In spite of all that effort, our parental rights could have been terminated, simply because we did not comply with the recommendations of social services: parent counseling my son's father was too sick to participate in, chemical dependency evaluation he simply refused (the court had rejected the county's claims of chemical dependency). Non-cooperation with "recommendations" is enough for the court in North Dakota. In Wyoming, the multidisciplinary team would never have been able to write the case plan thrust on us for two years, because it was not supported by the original adjudication findings.

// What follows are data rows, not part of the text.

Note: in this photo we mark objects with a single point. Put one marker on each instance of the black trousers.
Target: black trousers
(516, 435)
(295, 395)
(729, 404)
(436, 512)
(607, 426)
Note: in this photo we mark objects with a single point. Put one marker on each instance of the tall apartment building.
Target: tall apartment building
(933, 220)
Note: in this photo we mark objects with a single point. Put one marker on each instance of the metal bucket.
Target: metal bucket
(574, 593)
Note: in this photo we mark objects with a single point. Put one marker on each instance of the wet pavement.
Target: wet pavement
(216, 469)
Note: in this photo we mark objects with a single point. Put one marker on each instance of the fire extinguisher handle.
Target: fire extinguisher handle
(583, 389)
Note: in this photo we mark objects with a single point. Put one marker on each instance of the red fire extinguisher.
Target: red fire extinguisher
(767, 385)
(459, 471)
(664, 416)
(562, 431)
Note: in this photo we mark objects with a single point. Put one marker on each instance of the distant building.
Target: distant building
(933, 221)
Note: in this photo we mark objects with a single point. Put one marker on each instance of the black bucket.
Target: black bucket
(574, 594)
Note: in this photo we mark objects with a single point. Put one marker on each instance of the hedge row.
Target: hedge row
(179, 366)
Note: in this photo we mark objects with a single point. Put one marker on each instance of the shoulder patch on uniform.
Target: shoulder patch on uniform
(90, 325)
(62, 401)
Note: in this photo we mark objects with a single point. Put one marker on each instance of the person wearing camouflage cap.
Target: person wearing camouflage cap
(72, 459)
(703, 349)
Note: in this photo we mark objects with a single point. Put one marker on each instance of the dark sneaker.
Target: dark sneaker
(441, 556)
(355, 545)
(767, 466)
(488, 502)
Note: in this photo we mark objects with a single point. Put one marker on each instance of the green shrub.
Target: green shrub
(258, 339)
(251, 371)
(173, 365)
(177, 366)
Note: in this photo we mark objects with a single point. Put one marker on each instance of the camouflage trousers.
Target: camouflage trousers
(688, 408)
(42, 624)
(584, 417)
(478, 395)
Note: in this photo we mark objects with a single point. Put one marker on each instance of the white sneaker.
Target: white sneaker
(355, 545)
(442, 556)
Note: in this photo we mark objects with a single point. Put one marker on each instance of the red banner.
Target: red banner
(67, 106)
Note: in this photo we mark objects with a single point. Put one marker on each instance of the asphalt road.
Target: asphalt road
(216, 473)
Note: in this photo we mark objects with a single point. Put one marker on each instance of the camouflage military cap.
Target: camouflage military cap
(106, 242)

Of course, our rights were not terminated. Our first caseworker quit her job with the county. Her replacement took a step the first one never did: she filed "compelling reasons" not to terminate rights. (This is something only the agency can do; state law does not mention any provision for parents to petition the court to make such a finding.) This caseworker also confided (off the record) that there were people in the system who were "scared" of me. My battles on behalf of my son had created paper trails and resulted in outside investigations. I've learned that the last thing county agencies want is for this sort of thing to show up in the courtroom. Saving face--not safety of children--is what is ultimately paramount. Sometimes the question isn't whether a parent is "cooperative"--but what kind of skills and resources they can muster when compliance is out of the question. There is not enough leverage for us in the child welfare laws as written. Some of us can create the leverage child welfare laws don't provide--but you can bet that child welfare judges and referees won't hear anything about it. My "paper trails" involved regulatory agencies outside the child welfare framework, using state and federal regulatory resources. I didn't always win--but I caused scrutiny which was the last thing these agencies wanted. This tells me we need more scrutiny in the child welfare system by itself, including the child welfare courts. Those courts were not going to ensure due process, so I had to look elsewhere.